Se l’esperienza della gravidanza si propone dal punto di vista psichico come un grande dilemma destinato a mantenere caratteristiche contrastanti di estrema gratificazione narcisistica o di intense angosce di morte destabilizzanti, esiste una grande continuità tra l’esperienza ordinaria di ogni madre e quella che può assumere chiari connotati psicopatologici.
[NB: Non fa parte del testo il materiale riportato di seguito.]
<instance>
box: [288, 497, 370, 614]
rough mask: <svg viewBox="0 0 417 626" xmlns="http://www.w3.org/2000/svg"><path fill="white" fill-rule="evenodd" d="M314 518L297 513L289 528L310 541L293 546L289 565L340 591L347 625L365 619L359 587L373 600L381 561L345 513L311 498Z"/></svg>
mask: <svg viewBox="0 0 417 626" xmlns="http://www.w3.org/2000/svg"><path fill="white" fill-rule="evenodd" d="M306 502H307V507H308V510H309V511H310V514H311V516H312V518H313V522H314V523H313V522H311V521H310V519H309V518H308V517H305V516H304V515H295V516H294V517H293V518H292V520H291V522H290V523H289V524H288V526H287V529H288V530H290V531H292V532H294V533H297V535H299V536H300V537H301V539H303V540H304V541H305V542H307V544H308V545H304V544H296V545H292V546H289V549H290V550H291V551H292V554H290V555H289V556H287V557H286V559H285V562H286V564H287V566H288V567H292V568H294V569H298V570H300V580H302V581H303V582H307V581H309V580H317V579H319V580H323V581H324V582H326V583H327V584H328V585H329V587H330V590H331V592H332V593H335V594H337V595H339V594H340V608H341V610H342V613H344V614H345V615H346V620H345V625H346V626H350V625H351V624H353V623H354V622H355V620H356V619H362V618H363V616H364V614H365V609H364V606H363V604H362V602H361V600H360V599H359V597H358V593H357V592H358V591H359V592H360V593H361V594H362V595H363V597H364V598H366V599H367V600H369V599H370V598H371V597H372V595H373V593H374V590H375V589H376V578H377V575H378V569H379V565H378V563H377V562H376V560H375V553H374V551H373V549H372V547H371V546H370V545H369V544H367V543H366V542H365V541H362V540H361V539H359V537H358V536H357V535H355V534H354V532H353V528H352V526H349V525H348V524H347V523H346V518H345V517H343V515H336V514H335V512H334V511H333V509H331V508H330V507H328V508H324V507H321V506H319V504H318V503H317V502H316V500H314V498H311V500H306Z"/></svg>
Il maternity blues è un esempio di questa continuità: si configura come momento di aggiustamento fisiologico tra madre e bebè, distinto dalle manifestazioni depressive che si protraggono oltre le primissime settimane dopo il parto.

Si tratta di fenomeni psichici con un carattere momentaneo e universale, che configurano una temporanea disorganizzazione dell’Io materno e testimoniano la costruzione in atto della capacità empatica della madre verso il bambino.

In un capitolo prezioso dal titolo significativo, “Il morto afferra il vivo: il lutto dell’infinito delle maternità senza bimbo”, si torna ad esplorare il legame profondo tra lutto e gravidanza e il ruolo che assume nei processi di trasmissione, attraverso l’esame delle penose contingenze che riguardano i casi di morte fetale, le interruzioni di gravidanza legate a gravi malformazioni, le morti perinatali.

Si tratta di esperienze che purtroppo condensano le idee transitorie di morte infantile che sono sottostanti alla intensa preoccupazione ordinaria delle madri, in una realizzazione traumatica. Le conseguenze possono essere quelle di uno stato melanconico perenne, in cui il ricordo del bambino morto va ad abitare il corpo materno e anche lo spazio vitale di una nuova gravidanza. Sono molto ampie e dettagliate le esemplificazioni cliniche che mostrano il prezioso lavoro di ascolto, supporto ed elaborazione che la clinica psicoanalitica può offrire in queste circostanze.

Nella terza parte del libro, dedicata all’infertilità e alle nuove forme di riproduzione della biotecnologia, Bydlowski ripercorre piuttosto criticamente i cambiamenti radicali degli ultimi decenni, che introducono punti di vista non conformi al pensiero scientifico e alla cultura più tradizionale. L’estensione del campo dei soggetti che possono aspirare alla genitorialità e lo sviluppo delle biotecnologie riproduttive hanno cambiato radicalmente “lo schema ancestrale della gravidanza”, separando la riproduzione dalla sessualità, aprendo quindi molte domande intorno all’attuale portato simbolico della genitorialità.

Enrica Fondi

*Rubrica a cura di C. Candelori (coordinatrice) e C. Trumello.